If anybody wants to know how to lose a lot of money quickly buy a stair lift!
My mother liked the idea of renting it ( so that she could go back one mythical day) but no one really has the time to do everything that would entail and the income wouldn't be huge. It's a suburb of Wolverhampton with okay schools, not near the university or any big employers so there isn't really a rental market there so I suspect it would just be delaying the inevitable. My brother manages my mother's finances and he is in his sixties and unwell so he wouldn't want to be involved in any long term plans.
Of your three options I’d take Belvoir. Firstly if they’re local they’ll have better knowledge of what properties will really achieve. Secondly £250k is a step off point to a higher stamp duty rate so it’ll attract more potential buyers if you keep it there or even marginally under. Lastly, that’s a decent commission rate. We had our place valued last week. Agents round our way want at least 1% plus vat, one lot are asking 3% (and wildly overvalued the place compared to the others, presumably to cover their stupid commission fees).
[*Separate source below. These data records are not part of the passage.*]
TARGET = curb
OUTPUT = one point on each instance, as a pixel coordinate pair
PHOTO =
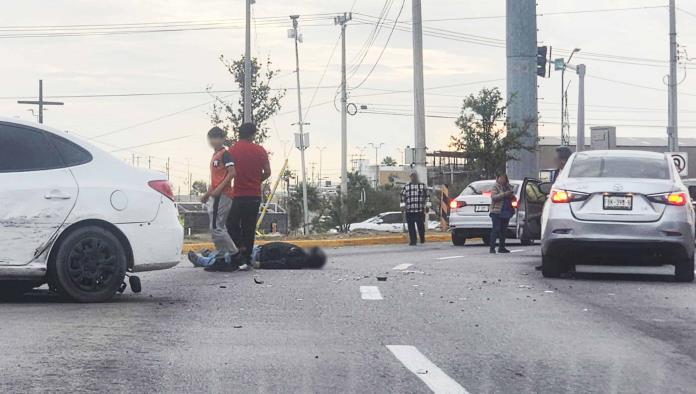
(331, 243)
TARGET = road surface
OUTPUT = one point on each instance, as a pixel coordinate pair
(447, 319)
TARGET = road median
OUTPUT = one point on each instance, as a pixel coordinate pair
(332, 242)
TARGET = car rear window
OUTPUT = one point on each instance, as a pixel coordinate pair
(481, 187)
(619, 167)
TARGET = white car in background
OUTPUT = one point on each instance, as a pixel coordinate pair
(392, 222)
(77, 217)
(470, 213)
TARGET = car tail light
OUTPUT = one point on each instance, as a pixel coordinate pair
(678, 199)
(454, 204)
(164, 187)
(565, 196)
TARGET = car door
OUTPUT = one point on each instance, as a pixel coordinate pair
(37, 193)
(530, 208)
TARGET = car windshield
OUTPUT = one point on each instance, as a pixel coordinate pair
(585, 166)
(482, 187)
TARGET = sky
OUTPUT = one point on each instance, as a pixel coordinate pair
(624, 45)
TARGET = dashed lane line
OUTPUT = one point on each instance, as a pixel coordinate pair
(370, 293)
(435, 378)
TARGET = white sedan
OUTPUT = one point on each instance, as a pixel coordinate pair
(77, 217)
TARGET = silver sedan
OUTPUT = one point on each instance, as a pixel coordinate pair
(618, 208)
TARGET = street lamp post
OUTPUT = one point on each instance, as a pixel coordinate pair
(565, 139)
(376, 148)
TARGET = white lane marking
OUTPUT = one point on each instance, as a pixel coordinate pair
(436, 379)
(608, 269)
(370, 293)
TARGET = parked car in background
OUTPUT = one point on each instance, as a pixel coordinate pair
(469, 213)
(77, 217)
(616, 207)
(392, 222)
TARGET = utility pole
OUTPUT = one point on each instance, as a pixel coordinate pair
(302, 146)
(247, 65)
(521, 53)
(565, 137)
(342, 20)
(40, 102)
(167, 168)
(419, 91)
(321, 150)
(580, 138)
(672, 126)
(377, 148)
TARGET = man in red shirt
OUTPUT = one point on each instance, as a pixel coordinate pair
(251, 169)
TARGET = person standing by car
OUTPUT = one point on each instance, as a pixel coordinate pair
(502, 196)
(252, 168)
(218, 198)
(414, 198)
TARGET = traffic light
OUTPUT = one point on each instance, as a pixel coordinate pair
(541, 61)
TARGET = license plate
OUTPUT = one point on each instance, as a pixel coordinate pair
(618, 203)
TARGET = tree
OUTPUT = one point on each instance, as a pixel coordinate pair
(229, 115)
(199, 187)
(389, 161)
(486, 137)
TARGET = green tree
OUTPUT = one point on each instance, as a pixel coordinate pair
(294, 208)
(199, 187)
(389, 161)
(486, 137)
(229, 114)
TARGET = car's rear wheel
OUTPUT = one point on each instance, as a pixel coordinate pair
(551, 266)
(89, 266)
(684, 270)
(11, 289)
(458, 238)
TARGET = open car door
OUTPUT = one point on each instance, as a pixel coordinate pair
(531, 205)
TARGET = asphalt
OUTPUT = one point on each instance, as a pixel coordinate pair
(486, 323)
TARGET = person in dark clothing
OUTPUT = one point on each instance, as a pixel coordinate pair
(414, 199)
(501, 209)
(252, 168)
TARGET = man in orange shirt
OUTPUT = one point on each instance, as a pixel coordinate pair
(218, 199)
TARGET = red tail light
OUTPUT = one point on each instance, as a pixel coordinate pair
(564, 196)
(678, 199)
(164, 187)
(560, 196)
(454, 204)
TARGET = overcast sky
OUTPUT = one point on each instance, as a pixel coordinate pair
(621, 49)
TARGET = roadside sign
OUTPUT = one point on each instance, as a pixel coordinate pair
(681, 161)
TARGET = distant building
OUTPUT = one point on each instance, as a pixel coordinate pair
(548, 144)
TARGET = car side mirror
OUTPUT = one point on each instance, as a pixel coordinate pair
(545, 187)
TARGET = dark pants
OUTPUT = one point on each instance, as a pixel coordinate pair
(499, 229)
(241, 223)
(415, 220)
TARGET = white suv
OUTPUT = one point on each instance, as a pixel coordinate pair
(77, 217)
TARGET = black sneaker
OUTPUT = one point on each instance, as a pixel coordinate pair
(193, 258)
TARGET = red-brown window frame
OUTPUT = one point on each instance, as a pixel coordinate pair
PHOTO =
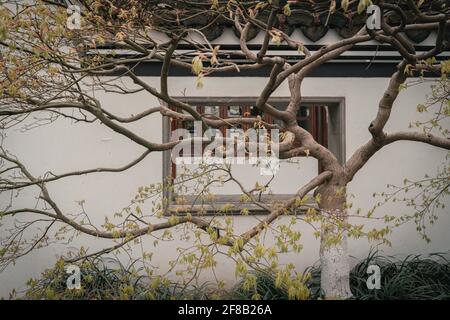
(317, 118)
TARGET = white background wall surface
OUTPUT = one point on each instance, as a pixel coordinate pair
(64, 146)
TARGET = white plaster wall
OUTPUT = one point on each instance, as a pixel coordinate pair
(64, 146)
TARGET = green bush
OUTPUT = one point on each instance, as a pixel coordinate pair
(415, 277)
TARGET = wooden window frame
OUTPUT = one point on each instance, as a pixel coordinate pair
(335, 113)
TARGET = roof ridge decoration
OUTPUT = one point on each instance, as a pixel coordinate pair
(313, 18)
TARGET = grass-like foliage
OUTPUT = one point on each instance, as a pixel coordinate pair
(412, 278)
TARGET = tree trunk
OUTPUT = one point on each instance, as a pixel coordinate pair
(334, 258)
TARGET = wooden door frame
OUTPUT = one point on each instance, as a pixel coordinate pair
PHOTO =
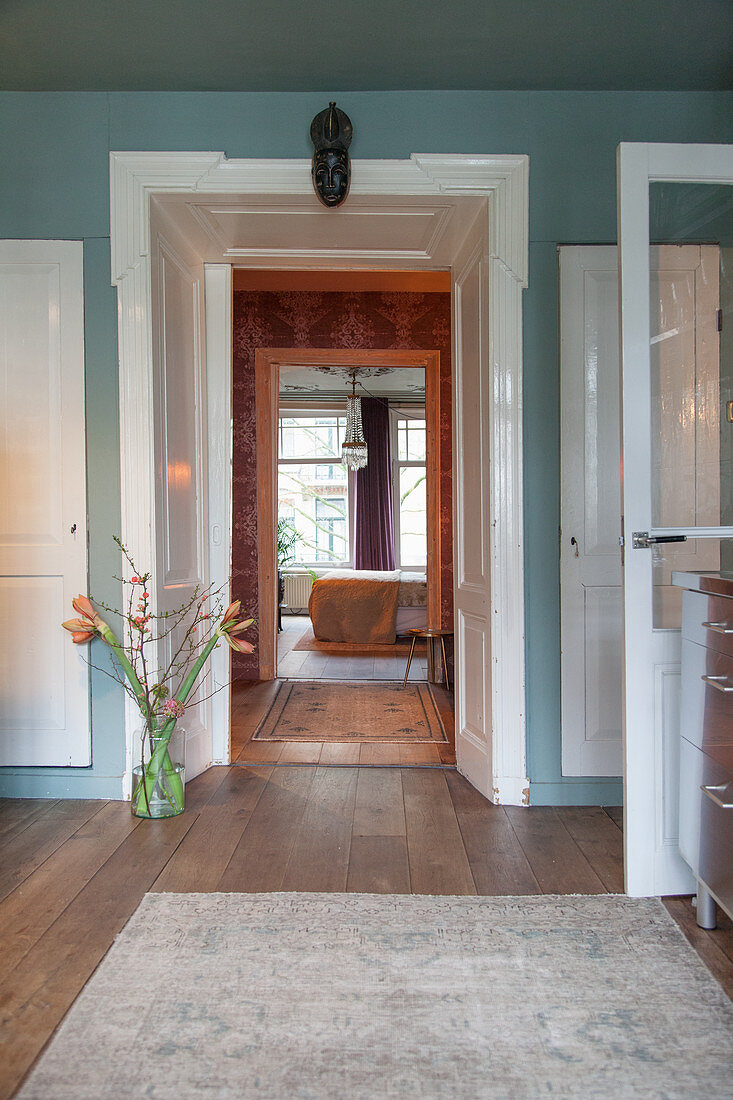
(267, 362)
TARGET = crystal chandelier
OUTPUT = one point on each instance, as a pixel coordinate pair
(353, 448)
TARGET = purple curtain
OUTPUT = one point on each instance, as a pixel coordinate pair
(374, 519)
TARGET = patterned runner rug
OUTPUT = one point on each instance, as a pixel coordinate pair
(332, 711)
(401, 648)
(363, 996)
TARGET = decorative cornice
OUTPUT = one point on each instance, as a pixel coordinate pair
(504, 179)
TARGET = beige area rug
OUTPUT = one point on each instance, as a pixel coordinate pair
(308, 641)
(334, 711)
(332, 996)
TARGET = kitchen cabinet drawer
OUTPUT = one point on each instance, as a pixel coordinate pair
(707, 700)
(708, 620)
(717, 839)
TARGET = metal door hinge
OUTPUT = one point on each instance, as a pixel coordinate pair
(642, 540)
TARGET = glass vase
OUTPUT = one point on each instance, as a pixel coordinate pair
(159, 782)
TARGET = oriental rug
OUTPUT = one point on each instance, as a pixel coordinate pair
(363, 996)
(401, 648)
(348, 712)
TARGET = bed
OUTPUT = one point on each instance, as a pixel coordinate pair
(367, 606)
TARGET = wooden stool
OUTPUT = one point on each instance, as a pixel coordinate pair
(430, 637)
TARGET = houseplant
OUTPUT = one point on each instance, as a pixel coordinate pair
(160, 689)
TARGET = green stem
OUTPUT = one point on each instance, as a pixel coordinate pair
(160, 759)
(108, 635)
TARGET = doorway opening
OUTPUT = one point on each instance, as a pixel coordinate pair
(466, 215)
(347, 546)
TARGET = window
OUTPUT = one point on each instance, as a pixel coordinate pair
(313, 486)
(409, 488)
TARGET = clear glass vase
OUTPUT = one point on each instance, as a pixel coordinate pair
(159, 782)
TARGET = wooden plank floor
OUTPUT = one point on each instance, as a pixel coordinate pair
(251, 701)
(73, 872)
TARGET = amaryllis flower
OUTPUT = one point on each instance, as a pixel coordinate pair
(172, 708)
(231, 613)
(84, 628)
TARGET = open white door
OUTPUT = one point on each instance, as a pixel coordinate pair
(44, 680)
(472, 513)
(181, 448)
(674, 435)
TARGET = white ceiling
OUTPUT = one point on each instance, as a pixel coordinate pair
(389, 383)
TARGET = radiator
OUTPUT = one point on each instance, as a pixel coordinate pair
(297, 591)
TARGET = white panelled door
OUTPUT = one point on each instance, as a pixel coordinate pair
(44, 715)
(670, 416)
(684, 286)
(591, 612)
(181, 483)
(471, 516)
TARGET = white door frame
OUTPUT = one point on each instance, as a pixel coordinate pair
(652, 860)
(503, 183)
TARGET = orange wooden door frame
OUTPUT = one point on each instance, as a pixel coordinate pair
(267, 362)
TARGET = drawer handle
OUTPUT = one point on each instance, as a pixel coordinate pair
(720, 683)
(719, 627)
(713, 791)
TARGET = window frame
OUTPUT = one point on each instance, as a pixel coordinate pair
(402, 411)
(338, 409)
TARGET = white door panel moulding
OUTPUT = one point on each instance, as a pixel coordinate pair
(501, 184)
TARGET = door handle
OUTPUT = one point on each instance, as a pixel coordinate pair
(719, 627)
(713, 791)
(642, 540)
(720, 683)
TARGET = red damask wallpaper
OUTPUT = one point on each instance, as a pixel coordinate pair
(326, 319)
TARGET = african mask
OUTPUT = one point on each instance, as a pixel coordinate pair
(331, 133)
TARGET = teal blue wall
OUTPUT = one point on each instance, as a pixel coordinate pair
(54, 184)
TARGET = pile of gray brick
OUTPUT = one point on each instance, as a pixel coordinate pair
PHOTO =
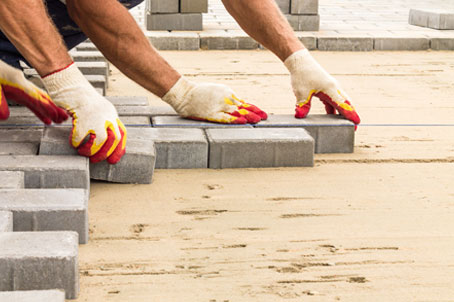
(432, 18)
(44, 191)
(187, 14)
(175, 14)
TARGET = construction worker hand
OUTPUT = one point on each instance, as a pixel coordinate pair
(97, 131)
(15, 87)
(211, 102)
(310, 79)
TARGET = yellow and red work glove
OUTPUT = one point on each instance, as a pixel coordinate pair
(211, 102)
(310, 79)
(15, 87)
(97, 131)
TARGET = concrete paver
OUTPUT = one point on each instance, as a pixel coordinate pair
(33, 296)
(39, 261)
(37, 210)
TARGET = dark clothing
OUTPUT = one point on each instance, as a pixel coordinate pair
(71, 33)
I wouldn’t touch Purple Bricks. Two people in our road have tried to sell with them recently and both changed to a conventional agent pretty sharpish. They tend to overvalue and one neighbour said they were useless when it came to organising viewings.
One of my my friends has had a complete nightmare with renting their house here (they live in France). The tenant defaulted on the rent, it took them six months to get the guy evicted and when they finally got the house back they found it’d been completely trashed.
I'm not locked in here with you, you are locked in here with me.